On avait quitté Vlady Miss aka Charles Eric Charrier, il y a un an à peine autour de la sortie de son album ViE. On évoquait alors la difficulté qu’on pouvait avoir à classer la musique de ce stakhanoviste de la chanson française, chanteur poétique aux dizaines d’alias, de groupes et à la production que ne renierait pas un Mark E. Smith depuis l’Outre-Tombe. Charrier fait partie des types qu’on écoute presque à chaque fois, en étant incapable de savoir sous quelle bannière ils émargent, sous quelle étiquette on pourrait bien les classer et finalement… où ils veulent en venir. Sans doute est-ce là une bonne définition du personnage : nos rencontres sont souvent aussi fugaces que le plaisir qu’on peut retirer de l’écoute d’un bon poème. L’éblouissement passé, on en garde une trace incertaine qui persiste mais qui a tendance à se dégrader avec le temps. Cela ne signifie pas que les chansons de Charles Eric Charrier n’ont pas le pouvoir de certaines autres de résister au temps mais que leur effet ou leur efficacité repose tout de même beaucoup sur leur séduction instantanée et la sidération qu’elles provoquent. La première fois est souvent meilleure que la dixième, plus puissante et plus claire.

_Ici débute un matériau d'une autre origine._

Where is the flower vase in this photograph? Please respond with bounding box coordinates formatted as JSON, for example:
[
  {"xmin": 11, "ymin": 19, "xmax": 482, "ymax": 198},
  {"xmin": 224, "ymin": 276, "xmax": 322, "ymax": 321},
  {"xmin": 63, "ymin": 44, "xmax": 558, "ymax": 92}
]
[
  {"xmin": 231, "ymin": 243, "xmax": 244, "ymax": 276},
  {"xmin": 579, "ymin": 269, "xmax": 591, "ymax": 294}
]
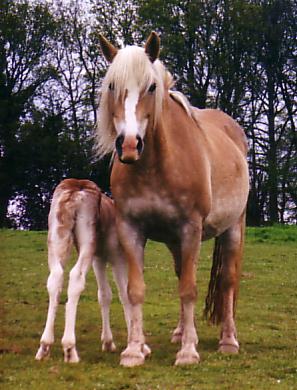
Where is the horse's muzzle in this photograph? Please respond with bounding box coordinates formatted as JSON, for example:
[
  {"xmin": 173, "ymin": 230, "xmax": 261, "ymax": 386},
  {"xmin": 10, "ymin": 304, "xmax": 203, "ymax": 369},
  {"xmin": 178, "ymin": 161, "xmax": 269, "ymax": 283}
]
[{"xmin": 115, "ymin": 134, "xmax": 144, "ymax": 164}]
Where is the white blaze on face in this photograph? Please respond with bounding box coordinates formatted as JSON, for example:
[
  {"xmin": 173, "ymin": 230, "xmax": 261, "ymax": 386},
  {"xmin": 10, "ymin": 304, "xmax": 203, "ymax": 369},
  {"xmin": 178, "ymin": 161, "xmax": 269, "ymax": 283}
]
[
  {"xmin": 125, "ymin": 85, "xmax": 139, "ymax": 137},
  {"xmin": 124, "ymin": 84, "xmax": 139, "ymax": 137}
]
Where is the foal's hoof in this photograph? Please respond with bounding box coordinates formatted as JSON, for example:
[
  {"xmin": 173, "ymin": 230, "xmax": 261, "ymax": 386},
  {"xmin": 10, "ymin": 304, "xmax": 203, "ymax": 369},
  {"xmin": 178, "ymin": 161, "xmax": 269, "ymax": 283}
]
[
  {"xmin": 120, "ymin": 347, "xmax": 145, "ymax": 367},
  {"xmin": 64, "ymin": 347, "xmax": 79, "ymax": 363},
  {"xmin": 219, "ymin": 344, "xmax": 239, "ymax": 354},
  {"xmin": 102, "ymin": 340, "xmax": 117, "ymax": 352},
  {"xmin": 175, "ymin": 348, "xmax": 200, "ymax": 366},
  {"xmin": 142, "ymin": 344, "xmax": 152, "ymax": 357},
  {"xmin": 35, "ymin": 344, "xmax": 50, "ymax": 360}
]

Cette nouvelle livraison en 13 morceaux, Vulnérable, sortie il y a quelques semaines, ne nous en dira pas beaucoup plus sur ce qui fait l’art du personnage. Le disque est plus sombre et moins pastoral que le précédent. La musique est plus turbulente, expérimentale presque dans sa façon brutaliste de mêler le rock, l’électricité et une électronique faite de grésillement et de grésil. Vulnérable a des allures de potion newyorkaise baveuse et vénéneuse, mijotée dans un shaker shooté aux années 70. On pense évidemment par moment à l’After Dark d’Alan Vega, ce disque assez fabuleux où Vega soigne son AVC entre zébrures rock et ruades électro. Il y a un peu de cette intensité ténébreuse dans la prestation d’un Vlady Miss qui n’a tout de même vocalement pas grand chose à voir avec l’Elvis de Brooklyn. Le chant en français et les poèmes désaccordés qu’il égrène, ramènent les voix de Charrier du côté des chanteurs français qu’on côtoie depuis longtemps : Miossec effondré, Bashung impuissant ou Gainsbourg à jeun, Biolay inspiré ou même Ferré économe de ses mots, dans un registre singulier et comme en sourdine qui sied à la création d’une sorte d’intimité sourde entre lui et l’écoute. Certains titres sont presque industriels dans l’énoncé, tandis que d’autres taquinent la chanson française voire le musette (le beau Striure). Les textes sont poussés/chantés comme s’il s’agissait de les propulser/expulser et de les laisser surfer sur une musique pas forcément faite pour eux. L’effet produit est hypnotique, parfois dérangeante, mais aussi assez souvent envoûtant et empli de grâce (La ballade asiatique). Il y a une forme d’authenticité dans l’autoportrait qui s’infiltre et se cogne contre l’âpreté du dispositif sonore. Mon Dieu est à la fois fascinant et un brin terrifiant, tandis qu’on ne sait pas trop quoi penser de la construction chancelante d’un Mine de Rien.
La soudaineté de l’envoi et l’absence de freins ou de limites renforcent l’idée selon laquelle le disque relèverait autant du recueil de chansons que de la performance. Il y a en effet une force immédiate qui se dégage de certains morceaux qui interroge sur la reproductibilité de l’effet produit. A l’inverse, quelques pièces sont plus fidèles au format chanson et offrent de jolies distractions presque amicales comme le splendide Un Petit Lance-Pierre ou le magnifique et mendelsonien Danse qui conclut le disque.
Comme souvent avec Charrier, le charme opère au point qu’on y retourne pour ressentir à nouveau la stupéfaction du texte enserré dans sa coquille de sons, l’entendre résonner encore et encore, jusqu’à ce qu’on s’épuise et s’évanouisse. Vulnérable est un beau disque, personnel et aventureux, inspirant et porté par un souffle chaud et parfois érotique.